Surprisingly, I still want to write (twist the knife in myself) a bit more about the race. The race for Mayor. A brief survey of my feelings about the two candidates.
I am really reluctant for this to be an ABL race: Anyone But Luke. But there are aspects of that to this race. Forget the Mayor’s five year plan with deficits in years four and five. It says more even about the state’s view of us than it says about the Mayor. And lots of things can happen in four years. I am still worried about the future of the city under this Mayor. He talks about a development boom, by which he means new buildings going up and other buildings being rehabbed. Essentially this is a boom for construction and construction workers (reliable democratic voters), but buildings themselves do not equal new or even expanded business. We have seen that over the long haul as retail and office space sits empty downtown and in the neighborhoods, year after year. That means no new tax revenues, no new jobs. But you can bet the Mayor wants to hire more city employees, even though we simply can not afford to, even if the Mayor offers new hires a defined contribution plan (an idea the Mayor stole from DeSantis).

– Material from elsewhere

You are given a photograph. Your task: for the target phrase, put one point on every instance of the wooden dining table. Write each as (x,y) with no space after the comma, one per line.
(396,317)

The Mayor’s view towards minority opportunity is as narrow as his view of economic development. He points to African American police and fire chiefs (sorry to any one else who wanted to apply for those jobs, they’re filled). And he says he would like to hire more minorities to the police and fire bureaus. Good paying but dangerous jobs we would like to offer to the city’s African American community.
The Mayor’s relationship with the large non-profits seems weak. Certainly the non profits help in a few high profile ways, like the few million they give the city and the Nordenberg group studying city/county merger. But these groups are not going to leave if pressed a bit harder, indeed they simply can not physically move. It may be time for more of the big non profit corporate residents of Pittsburgh to feel our pain.

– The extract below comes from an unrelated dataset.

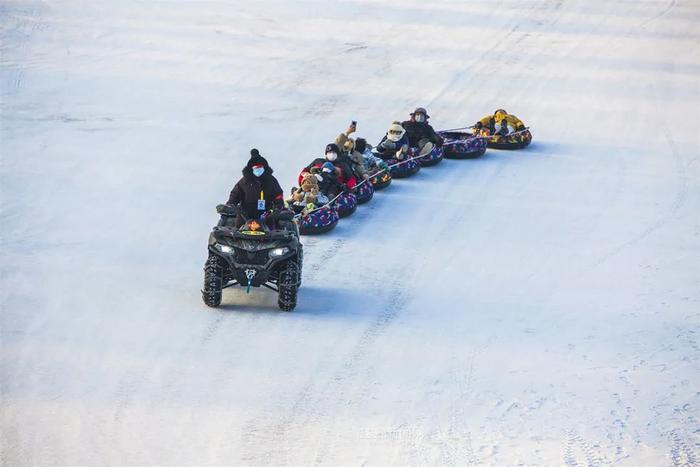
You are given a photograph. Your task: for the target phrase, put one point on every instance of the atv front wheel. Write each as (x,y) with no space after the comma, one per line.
(288,285)
(213,282)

Meanwhile the Mayor has stated that the pension issue (at least) is a state issue, that the state has a legal obligation to help distressed city’s with their pensions. But in the last debate he said he would not go to Harrisburg to ask for money, only to tell them about Pittsburgh and its needs. I guess he expects Harrisburg to help us out of the goodness of their hearts.

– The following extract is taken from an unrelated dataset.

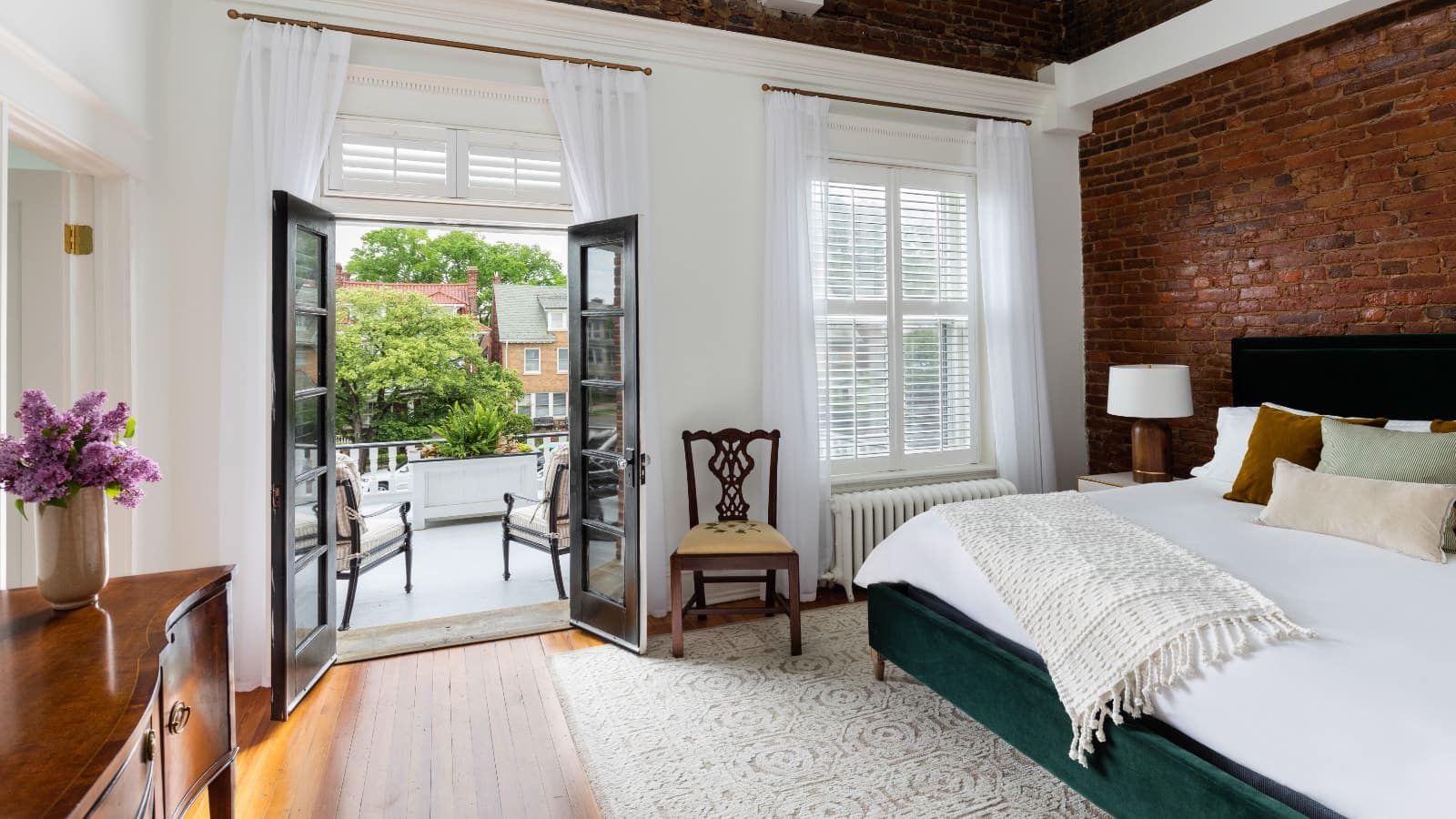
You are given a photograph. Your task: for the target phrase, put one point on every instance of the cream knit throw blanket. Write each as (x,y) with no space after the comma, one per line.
(1116,611)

On the other hand, Mark DeSantis has some troubling notions. There is that spending cap, with what a lot of people would think is a restrictive formula for growth of spending. I don’t think Mark could simply implement it, and I don’t think it will go far either among the electorate or in City Council. DeSantis’ cap would use a simple formula for growth of spending: the CPI plus the rate of growth (or decline) of the city. I think it should be the rate of growth of average income in the city, without the CPI.
I think that Mark should stop talking about the residency requirement. It is a state level issue, and for my money no Mayor will have that much impact in Harrisburg, though I’m sure Harrisdurg would listen politely. But since Mark wants to initiate a hiring freeze, probably the biggest benefit of lifting the residency requirement is lost, the ability to hire from a bigger pool of applicants (from outside the city and well as inside). Although I don’t know how he can get out of his previous statements, he doesn’t need to harp on it continuously.
But I am reasonably impressed with Mark DeSantis’ economic proposals. In giving new small business tax breaks for three years, he maximizes benefits at a reduced cost to the city’s operations. His minority development proposal will cost the city very little (maybe nothing). These are not panaceas, but this is better than what the Mayor has proposed.
So I have reasons for supporting DeSantis over Ravenstahl. And to the extent anyone reads my blog I hope they will think about the Mayor and the Challenger in economic development terms and ask themselves, who would do more for the city.